The jargon associated with the enterprise would have been alienating and, ironically, exclusionary here. This was a working-class diversity, for lack of a better term. And it brought together a huge swath of society that saw many races, ethnicities, expressions of disability, gender identities, sexual orientations, and body sizes merge into a unified mass. But like any real diversity, many of those gathered were rude and antagonistic to polite society. I'm thinking of the bearded thirty-something white man wearing the "Fuck You, You Fucking Fucks" t-shirt here. Or the t-shirts reading “Jason Fucking Vorhees.” Or the ones making the heady proclamation “No Lives Matter.”

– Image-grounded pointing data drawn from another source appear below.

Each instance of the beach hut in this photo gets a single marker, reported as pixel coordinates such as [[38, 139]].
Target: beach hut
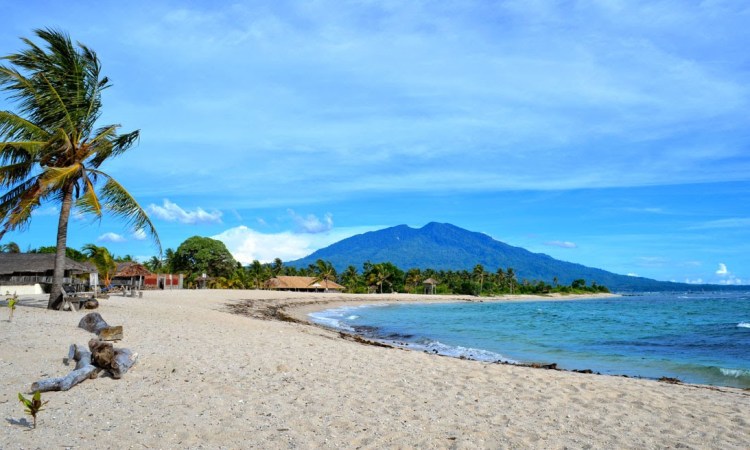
[[32, 273], [429, 286], [130, 275], [302, 284]]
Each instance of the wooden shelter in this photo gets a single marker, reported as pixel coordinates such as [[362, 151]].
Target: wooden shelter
[[302, 284], [130, 275], [30, 273], [429, 286]]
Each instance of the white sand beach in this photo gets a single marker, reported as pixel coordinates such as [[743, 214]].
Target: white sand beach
[[208, 378]]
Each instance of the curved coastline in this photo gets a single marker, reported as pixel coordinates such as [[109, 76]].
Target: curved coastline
[[227, 376]]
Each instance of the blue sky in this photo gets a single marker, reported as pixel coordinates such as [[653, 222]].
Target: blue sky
[[609, 133]]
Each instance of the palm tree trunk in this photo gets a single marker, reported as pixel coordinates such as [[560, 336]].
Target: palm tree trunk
[[55, 296]]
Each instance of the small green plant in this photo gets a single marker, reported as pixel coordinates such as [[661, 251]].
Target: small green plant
[[12, 306], [33, 406]]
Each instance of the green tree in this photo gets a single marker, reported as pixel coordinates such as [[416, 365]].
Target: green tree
[[199, 255], [479, 274], [511, 277], [103, 261], [324, 273], [413, 278], [350, 278], [51, 150], [277, 267], [10, 247], [378, 275]]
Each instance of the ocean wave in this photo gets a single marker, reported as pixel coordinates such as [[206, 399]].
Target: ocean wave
[[456, 351], [735, 373]]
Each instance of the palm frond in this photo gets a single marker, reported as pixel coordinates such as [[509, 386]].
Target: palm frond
[[109, 144], [89, 202], [119, 201], [13, 126]]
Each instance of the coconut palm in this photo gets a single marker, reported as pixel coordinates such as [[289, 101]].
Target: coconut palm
[[51, 150], [10, 247], [324, 272], [103, 261]]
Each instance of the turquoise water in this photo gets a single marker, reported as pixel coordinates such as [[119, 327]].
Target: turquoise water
[[698, 338]]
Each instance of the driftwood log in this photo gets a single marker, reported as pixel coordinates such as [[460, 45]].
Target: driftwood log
[[105, 356], [84, 370], [94, 323]]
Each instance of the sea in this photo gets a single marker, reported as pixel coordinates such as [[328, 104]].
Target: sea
[[695, 337]]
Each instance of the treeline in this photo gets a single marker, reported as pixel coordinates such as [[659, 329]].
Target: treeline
[[200, 258]]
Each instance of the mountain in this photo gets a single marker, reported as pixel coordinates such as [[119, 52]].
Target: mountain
[[443, 246]]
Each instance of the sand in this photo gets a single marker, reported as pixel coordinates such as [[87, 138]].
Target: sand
[[207, 378]]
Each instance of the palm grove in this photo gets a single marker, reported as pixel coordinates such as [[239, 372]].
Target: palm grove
[[52, 150], [51, 147]]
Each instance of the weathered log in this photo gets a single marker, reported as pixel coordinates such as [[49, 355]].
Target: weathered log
[[102, 353], [123, 361], [91, 304], [92, 322], [83, 370], [64, 383], [111, 333]]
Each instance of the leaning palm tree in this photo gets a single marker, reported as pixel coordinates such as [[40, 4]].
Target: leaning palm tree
[[50, 149], [325, 273], [10, 247], [103, 260]]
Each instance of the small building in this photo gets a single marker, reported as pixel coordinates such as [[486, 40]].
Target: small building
[[429, 286], [163, 281], [130, 275], [302, 284], [32, 273]]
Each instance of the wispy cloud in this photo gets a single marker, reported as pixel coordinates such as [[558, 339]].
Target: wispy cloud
[[737, 222], [174, 213], [247, 244], [561, 244], [111, 237], [311, 223]]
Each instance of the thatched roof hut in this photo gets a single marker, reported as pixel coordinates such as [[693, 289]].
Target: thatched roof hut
[[24, 269], [130, 273], [302, 284], [429, 285]]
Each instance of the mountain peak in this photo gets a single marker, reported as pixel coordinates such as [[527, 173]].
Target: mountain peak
[[443, 246]]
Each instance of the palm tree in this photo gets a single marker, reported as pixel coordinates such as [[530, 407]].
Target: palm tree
[[154, 264], [350, 278], [413, 278], [277, 267], [479, 273], [511, 278], [10, 247], [379, 275], [324, 272], [50, 149], [103, 261]]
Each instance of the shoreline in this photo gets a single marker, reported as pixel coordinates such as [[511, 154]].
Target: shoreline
[[209, 378], [300, 313]]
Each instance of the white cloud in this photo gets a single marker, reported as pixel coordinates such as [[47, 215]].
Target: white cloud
[[111, 237], [311, 223], [174, 213], [562, 244], [247, 244], [48, 211], [737, 222]]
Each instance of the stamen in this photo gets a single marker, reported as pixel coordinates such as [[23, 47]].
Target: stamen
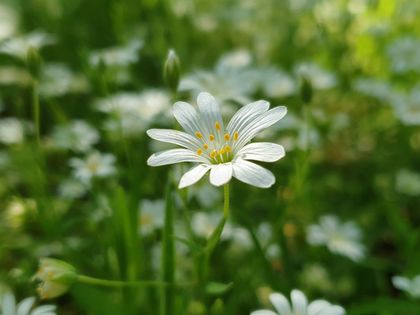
[[235, 136]]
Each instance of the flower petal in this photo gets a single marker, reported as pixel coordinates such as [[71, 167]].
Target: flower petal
[[280, 303], [262, 151], [180, 138], [174, 156], [220, 174], [209, 111], [299, 302], [247, 114], [193, 175], [263, 312], [187, 117], [252, 174]]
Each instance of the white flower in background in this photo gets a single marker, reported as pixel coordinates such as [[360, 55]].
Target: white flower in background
[[224, 151], [11, 75], [71, 189], [299, 306], [151, 215], [12, 130], [95, 164], [132, 113], [376, 88], [408, 182], [58, 80], [407, 106], [19, 46], [320, 78], [76, 135], [118, 55], [403, 54], [411, 286], [9, 21], [340, 238], [27, 306]]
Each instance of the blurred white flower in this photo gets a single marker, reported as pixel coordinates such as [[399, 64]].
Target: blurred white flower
[[11, 75], [340, 238], [71, 189], [225, 152], [319, 78], [27, 306], [95, 164], [19, 45], [299, 306], [9, 21], [408, 182], [411, 286], [151, 215], [118, 55], [76, 135], [58, 80], [403, 54], [132, 113], [12, 130]]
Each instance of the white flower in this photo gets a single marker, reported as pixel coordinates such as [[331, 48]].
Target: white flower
[[77, 135], [411, 286], [340, 238], [58, 80], [152, 215], [95, 164], [8, 306], [20, 45], [299, 306], [408, 182], [224, 151], [12, 131]]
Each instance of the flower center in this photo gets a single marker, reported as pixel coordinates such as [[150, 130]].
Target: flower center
[[217, 146]]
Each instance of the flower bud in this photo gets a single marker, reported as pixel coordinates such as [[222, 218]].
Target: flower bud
[[55, 277], [306, 90], [34, 62], [171, 71]]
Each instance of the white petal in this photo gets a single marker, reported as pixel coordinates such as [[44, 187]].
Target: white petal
[[193, 175], [317, 307], [174, 156], [253, 174], [175, 137], [220, 174], [263, 312], [262, 151], [280, 303], [209, 111], [187, 117], [247, 114], [265, 120], [25, 306], [299, 302]]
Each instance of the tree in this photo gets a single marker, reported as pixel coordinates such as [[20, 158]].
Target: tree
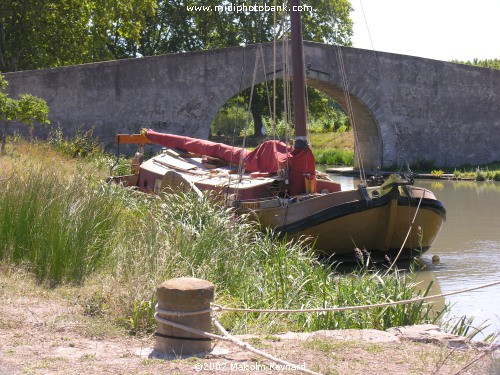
[[27, 109], [488, 63]]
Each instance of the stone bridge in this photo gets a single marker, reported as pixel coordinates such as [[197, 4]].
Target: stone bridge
[[404, 107]]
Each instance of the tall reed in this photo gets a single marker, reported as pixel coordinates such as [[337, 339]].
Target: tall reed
[[59, 228], [74, 229]]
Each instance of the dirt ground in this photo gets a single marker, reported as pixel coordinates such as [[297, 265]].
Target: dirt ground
[[43, 332]]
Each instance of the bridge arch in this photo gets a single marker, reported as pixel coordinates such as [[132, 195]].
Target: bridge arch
[[432, 110], [368, 114]]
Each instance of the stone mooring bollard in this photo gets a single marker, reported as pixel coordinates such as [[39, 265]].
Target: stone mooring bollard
[[184, 294]]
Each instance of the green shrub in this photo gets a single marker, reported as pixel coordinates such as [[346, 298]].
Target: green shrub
[[437, 173]]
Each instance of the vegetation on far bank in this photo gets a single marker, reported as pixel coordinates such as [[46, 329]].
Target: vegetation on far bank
[[62, 223]]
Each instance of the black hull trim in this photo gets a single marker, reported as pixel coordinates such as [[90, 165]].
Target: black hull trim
[[378, 256], [350, 208]]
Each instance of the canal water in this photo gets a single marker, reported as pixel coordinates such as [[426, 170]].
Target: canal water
[[468, 247]]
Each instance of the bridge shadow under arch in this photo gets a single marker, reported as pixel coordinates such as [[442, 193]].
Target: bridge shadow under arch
[[368, 119]]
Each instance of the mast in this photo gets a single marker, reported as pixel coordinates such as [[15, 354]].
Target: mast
[[298, 75], [302, 173]]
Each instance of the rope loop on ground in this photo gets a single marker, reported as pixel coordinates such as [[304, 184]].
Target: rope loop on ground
[[181, 313], [229, 338]]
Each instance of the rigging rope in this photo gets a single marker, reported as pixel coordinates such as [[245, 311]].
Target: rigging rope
[[382, 84]]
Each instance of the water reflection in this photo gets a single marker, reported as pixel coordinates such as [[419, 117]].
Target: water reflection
[[468, 247]]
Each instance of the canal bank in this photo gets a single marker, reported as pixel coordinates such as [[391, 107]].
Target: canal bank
[[467, 246]]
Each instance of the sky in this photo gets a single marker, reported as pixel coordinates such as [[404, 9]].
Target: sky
[[436, 29]]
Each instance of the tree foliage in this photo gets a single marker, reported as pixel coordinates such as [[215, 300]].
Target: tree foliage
[[488, 63], [27, 109]]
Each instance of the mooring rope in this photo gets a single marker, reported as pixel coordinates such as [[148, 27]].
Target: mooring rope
[[348, 308], [218, 308], [229, 338]]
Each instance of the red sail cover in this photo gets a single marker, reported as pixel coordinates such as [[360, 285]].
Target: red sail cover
[[268, 157], [198, 146]]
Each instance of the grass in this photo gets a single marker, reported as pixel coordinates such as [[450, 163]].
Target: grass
[[69, 228]]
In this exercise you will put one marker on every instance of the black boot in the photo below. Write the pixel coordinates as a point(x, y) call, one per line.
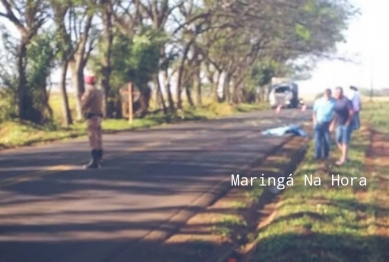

One of the less-than-savory aspects of this horror-fan identity is the tendency toward transgression for its own sake. And there were many examples of people that would be labeled toxic (not incorrectly) by DEI session leaders.
The people, both men and women, buying and selling swag that celebrates various serial killers had certainly never sat through a Women’s Studies class about structural misogyny. And there are dissertations waiting to be written about the sudden, massive, and gruesomely-devoted fan base of the grotesque Terrifier franchise.
Yet even they were welcomed here. And often they laughed and bonded with the con attendee in drag.
In the end, I don't know what to make of my thoughts after this weekend. For diversity and inclusion to work, it has to be as confounding and frustrating and beautiful as this weekend, I suppose.